Electric Propulsion

The most important factor regarding an electric drive installation is the efficiency of the components. Overall efficiency of the system is calculated by multiplying the individual efficiency of each of the components. Our system utilizes a Mars brushless, permanent magnet motor (93% efficient), a Sevcon controller (93% efficient) and a Edison gearbox (97% efficient). System efficiency is .93 x .93 x .97 or 83% efficient. What this means is that 17% of the power that is consumed generates heat. So when the motor is drawing 4.7 KW, 17% of that or 800 watts is being converted into heat.

Electricity does not like heat, all conductors become less conductive when they are hotter. If the engine room is unable to dissipate 800 watts of heat in this example, the system will overheat. When the system overheats, the controller either reduces power output or shuts it off completely, something you do not want to happen. When you select efficient components you create less heat. All systems create heat because nothing is 100 percent efficient. Dissipating the heat ensures that the system stays cooler. Heat sinks, fans, adequate ventilation and water cooling are several ways the heat can be dissipated.

A DC motor accepts direct current, while an AC motor accepts alternating current. Here's the interesting part though - all electric motors are AC motors. DC motors convert DC to AC mechanically through the armature and brushes. The Mars brushless motor is a 3 phase AC motor. The controller is where the DC is changed into AC. AC motors are desireable because they do not require brushes. Brushes require maintenance and also spark so are not ignition proof.

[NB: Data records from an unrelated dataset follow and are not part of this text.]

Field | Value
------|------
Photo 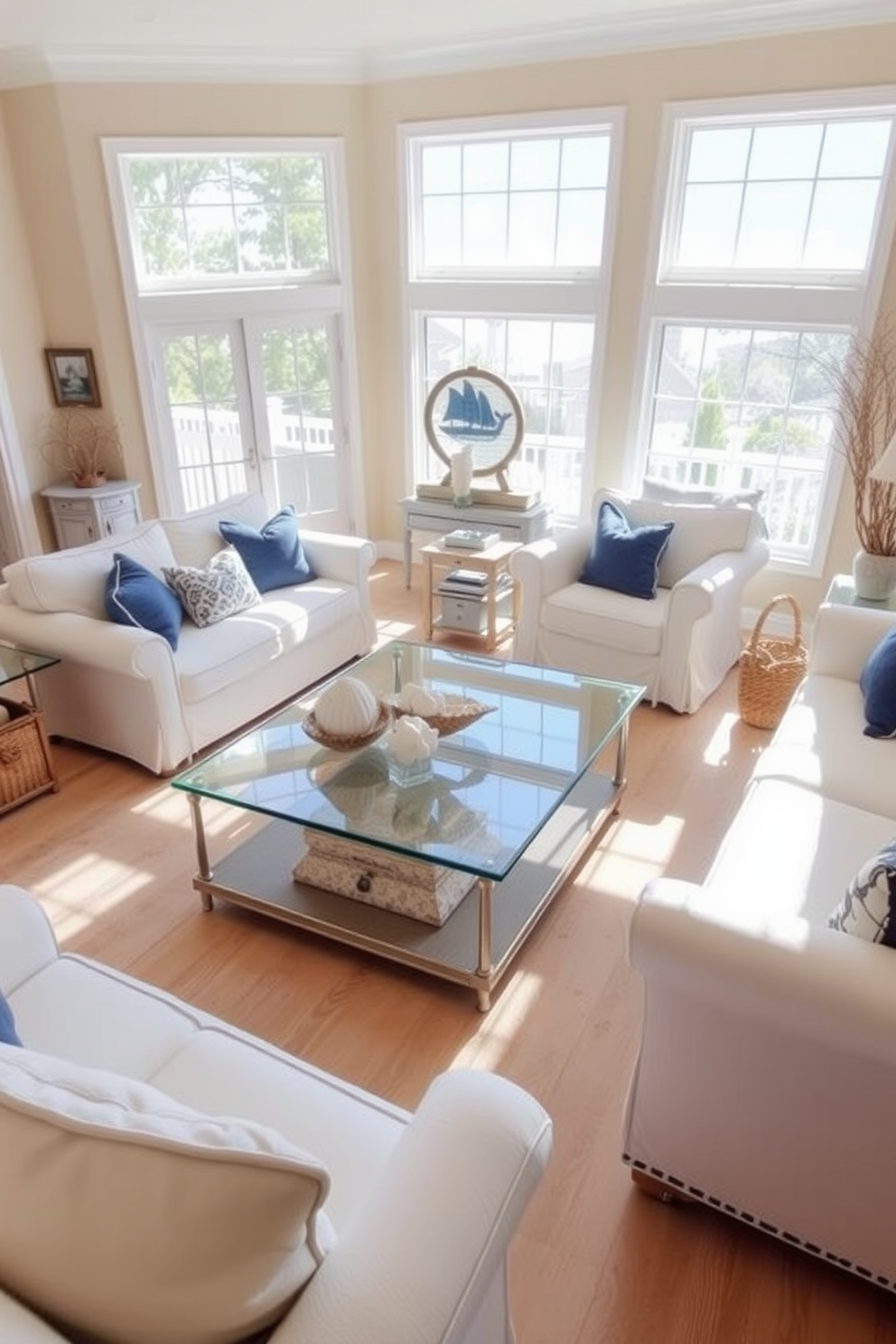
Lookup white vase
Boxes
[452,443,473,508]
[853,551,896,602]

A motor shaft turns because the magnet that is attached to the shaft ( the rotor), is inside a moving magnetic field created by the stator. At least one of these two magnets must be an electromagnet. Most motors use two electromagnets. An electromagnet is a created by wrapping a wire around a metallic object and then applying electrical power to that wire. Effectively this is a short circuit which creates heat. A Mars permanent magnet motor employs rare earth permanent magnets in its rotor, thus eliminating the need for the second electromagnet, thus increasing efficiency.

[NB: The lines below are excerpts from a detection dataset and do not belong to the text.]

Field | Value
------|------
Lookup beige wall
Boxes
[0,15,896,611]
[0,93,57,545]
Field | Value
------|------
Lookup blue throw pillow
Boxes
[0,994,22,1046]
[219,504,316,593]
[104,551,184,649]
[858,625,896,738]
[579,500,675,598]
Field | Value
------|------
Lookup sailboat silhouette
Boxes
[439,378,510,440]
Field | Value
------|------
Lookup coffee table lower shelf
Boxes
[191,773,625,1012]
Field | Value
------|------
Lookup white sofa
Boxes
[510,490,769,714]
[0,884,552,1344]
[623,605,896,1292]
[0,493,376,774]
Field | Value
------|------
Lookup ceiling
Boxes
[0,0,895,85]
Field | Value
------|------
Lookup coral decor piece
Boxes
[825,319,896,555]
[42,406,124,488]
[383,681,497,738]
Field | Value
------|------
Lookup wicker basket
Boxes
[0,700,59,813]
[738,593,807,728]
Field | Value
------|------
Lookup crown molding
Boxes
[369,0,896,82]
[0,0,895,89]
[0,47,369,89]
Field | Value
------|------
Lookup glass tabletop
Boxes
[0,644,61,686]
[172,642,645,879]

Brushless, Permanent Magnet motors are the most efficient motors available today.

The Sevcon Permanent Magnet AC controller which we use for the Mars motor is a variable frequency inverter which converts DC power into 3 phase AC power.

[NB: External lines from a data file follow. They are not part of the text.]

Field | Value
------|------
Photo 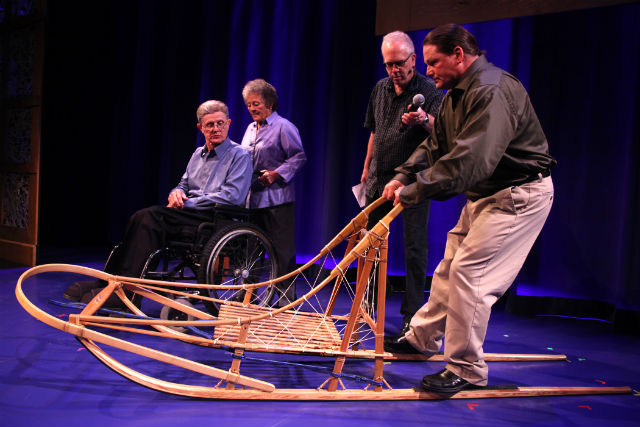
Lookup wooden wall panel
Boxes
[376,0,637,35]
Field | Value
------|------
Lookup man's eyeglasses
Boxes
[384,53,413,70]
[203,120,229,130]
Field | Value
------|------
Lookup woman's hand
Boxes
[258,170,281,187]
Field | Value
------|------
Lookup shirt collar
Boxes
[453,54,489,91]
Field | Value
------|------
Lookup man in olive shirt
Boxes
[383,24,556,393]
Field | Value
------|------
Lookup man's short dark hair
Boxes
[422,24,481,55]
[242,79,278,111]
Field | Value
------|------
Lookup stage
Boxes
[0,251,640,426]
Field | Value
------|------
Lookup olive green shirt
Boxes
[394,55,556,204]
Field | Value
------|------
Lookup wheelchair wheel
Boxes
[198,223,277,316]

Higher voltage is desirable because it requires less current, however higher voltage is also dangerous. You have DC and AC voltages on a boat. DC voltage is considered dangerous over 50 volts while AC voltage is commonly employed and considered safe up to 120 volts. Our electric drives are DC between the batteries and the controller and then AC between the controller and the motor. We are currently using a 48 volt system but are going to be introducing a 72 volt system soon. With respect to the design, anything in excess of 50 volts must be handled carefully and fully insulated with a secondary sheath enclosing the high voltage DC cables. My recommendation is to pick a voltage that allows you to not exceed 100 amps in current. If you need 4.8KW, use a 48 volt system. If you need 7.2 KW, use a 72 volt system.

Amperage creates heat. Lower voltage systems require higher amperage to create the same power. Remember that Power is Voltage multiplied by Amperage. Reducing amperage is always desireable. However lower voltage is safer. You are going to have to deal with amperage and minimize its effects on the system. Use high quality, large cables for your main power cables. I use 2/0 cable on my DC battery cables. They have an ampacity of 330 amps so are well within their designed use. Larger cable has less voltage drop so the engine uses a higher voltage. This is especially important when the electric engine is functioning at full power.

Above the Waterline has solved the gear ratio problem associated with electric drive installations by using Browning Gearboxes. We have 10 different gear ratios between 1.25:1 and 5:1. We offer an exchange program for our customers to allow them to optimize to their particular sailboat. All propellors are different and all packing glands have different resistances so this service is very important. No other electric drive manufacturer offers this service as part of the purchase.

If the motor does not reach its peak operating current it will not develop its peak power.

If the motor exceeds its peak power it will cost efficiency. However, it may be desireable to be able to develop more than its peak power. If it is geared to develop more than its peak power, beware of the intermittent rating. For instance, Sevcon's controller is capable of producing 95 amps at 48 volts continuously, however it is capable of producing up to 200 amps for 2 minutes. If pressed to exceed the time limit, either the controller will overheat or a time out circuit is activated, then the controller either substantially reduces power or shuts off completely.

Gearing it to be able to develop the intermittent rating allows incredible acceleration and deceleration. One test showed achieving full boat speed within two boat lengths when geared in this fashion. We recommend if a customer wants to gear their boat this way, that they do so at their own risk, and install an ammeter with a warning of exceeding the continous ratings.

CONCLUSION

Properly installed, an electric motor can give years of reliable service, all at the touch of a switch. Be careful and play close attention to the details of the installation for safety and efficiency. Higher efficiency translates into higher power and longer range. Use quality components and don't rush the installation. Electricity is powerful and when harnessed safely can be the most enjoyable means of transportation known to man.